Figure 1 Dinaciclib exhibits a bimodal mechanism in SKOV-3 cells, reducing viability through a combination of cell cycle blockade and apoptosis. (A) Dose response curves following 72 h treatments with dinaciclib, flavopiridol and cisplatin in SKOV-3 cells. and its increased potency relative to flavopiridol and cisplatin. Stars indicate statistical significance between LD50 values given in text (B) Cell cycle phase was quantified from HCI images stained with Hoescht. (C) Annexin V levels in dinaciclib treated SKOV-3 cells, were measured using the luminescence based, RealTime-Glo™ Annexin V Apoptosis Assay (Promega) and normalised to cell viability. (D) Representative immunoblots of Pol II and Pol II pSer2 with corresponding for in SKOV-3 cells following 4 and 20 h treatments with dinaciclib, or vehicle control. (E) Densitometry measurements for all blots normalised to GAPDH. (F) Transcript levels of MCl-1, BCL-2 and BIRC5 following dinaciclib treatment (40 nM for 24 h) in SKOV-3 cells. Transcript levels were normalised to the reference gene, RPS18, and expressed relative to control samples. In all quantitative subfigures, data are expressed as mean of three independent experiments with error bars representing standard deviation. Statistical significance was calculated by ANOVA followed by Dunnett’s test. *p value < 0.05, **p value < 0.01, ***p value < 0.001, ****p value < 0.0001.

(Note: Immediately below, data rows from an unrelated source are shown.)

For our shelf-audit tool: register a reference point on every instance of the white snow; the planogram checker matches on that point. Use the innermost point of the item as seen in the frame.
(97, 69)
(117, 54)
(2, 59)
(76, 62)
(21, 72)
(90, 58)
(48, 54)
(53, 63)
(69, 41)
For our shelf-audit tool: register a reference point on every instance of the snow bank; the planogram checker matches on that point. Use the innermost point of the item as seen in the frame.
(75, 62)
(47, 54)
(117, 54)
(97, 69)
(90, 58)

Dinaciclib inhibits CDK9, which as part of P-TEFb (positive transcription elongation factor) facilitates transcription elongation by RNA polymerase II (Pol II) through phosphorylation of Ser2 residues on its carboxyl terminal domain (CTD). To determine whether dinaciclib inhibited Pol II phosphorylation in SKOV-3 cells they were treated with vehicle control, or dinaciclib at 10, 40 and 80 nM concentrations for either 4, or 20 h. Levels of total Pol II and of phosphorylated Pol II at Ser2 of the CTD (Pol II pSer2) were quantified in each sample (Figures 1D and E). Dinaciclib caused a significant reduction in Pol II pSer2 levels in samples treated with concentrations of 40 nM and above, while levels of total Pol II were not significantly affected. Previous studies have reported a reduction in expression of anti-apoptotic genes caused by dinaciclib, presumably through inhibition of Pol II phosphorylation (36, 37). Here we quantified expression levels of anti-apoptotic genes, BCL-2 and MCL-1 and member of the inhibitors of apoptosis (IAP) family, BIRC5, by qPCR in cells treated for 24 h with 40 nM dinaciclib (Figure 1F). Dinaciclib significantly reduced BCL-2 transcript levels to 15% compared to controls. Interestingly, MCL-1 and BIRC5 mRNA levels were unaffected, suggesting inhibition of P-TEFb affects transcript levels in a gene specific manner. Expression of oncogenes, MYC and CCNE1, were additionally quantified in SKOV-3 cells following dinaciclib treatment with MYC levels greatly reduced while CCNE1 levels were unaffected (Supplementary Figure 2). Together these results indicate that dinaciclib has a bimodal mechanism of action in SKOV-3 cells causing cell cycle blockade and inhibiting Pol II phosphorylation resulting in a gene specific reduction in transcription.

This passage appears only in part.